Professor Smith waved a hand. "I mean the real reason."

"I have absolutely no idea."

"I teach the summer course because there is always, among the illiterates, drunks, and believers—the great majority of whom are merely fulfilling course requirements—at least one engineering, business, or premed student who is in the wrong field of study. I like to catch those students and steer them in the right direction."

"You're telling me that I'm in the wrong field of study."

"Yes."

"Are you saying I'll be a bad doctor?"

"I suspect you would be an excellent doctor. But it would be a mistake. You are free to make your own mistakes, of course. But I will do everything in my power to convince you to change your course." Professor Smith opened a drawer and pulled out a sheet of paper. "I'm teaching a seminar in the fall on the lost generation.
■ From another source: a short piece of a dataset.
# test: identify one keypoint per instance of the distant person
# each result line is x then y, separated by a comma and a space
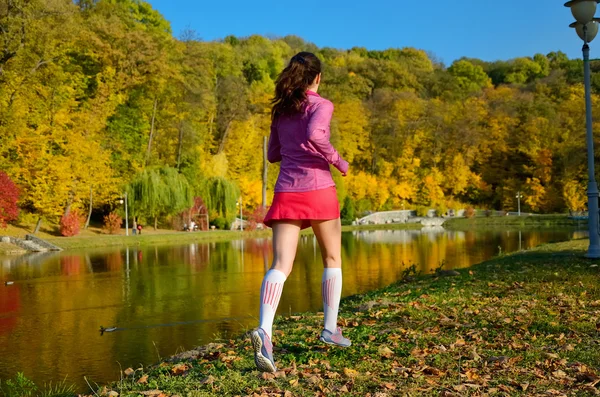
305, 196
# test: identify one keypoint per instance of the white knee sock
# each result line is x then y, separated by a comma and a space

It's an intensive course. We will read two novels or the equivalent every week, and each student will do a presentation in addition to weekly papers. Undergraduates need my approval to register. You have it."

Mary Beth took the paper. "My fall course schedule is set."

"It is? No elective courses you could change? You must have some open credits to fill."

"Professor, I—"

"Tell me you'll think about it."

"I'll think about it."

"Good. Now, let's talk about your paper."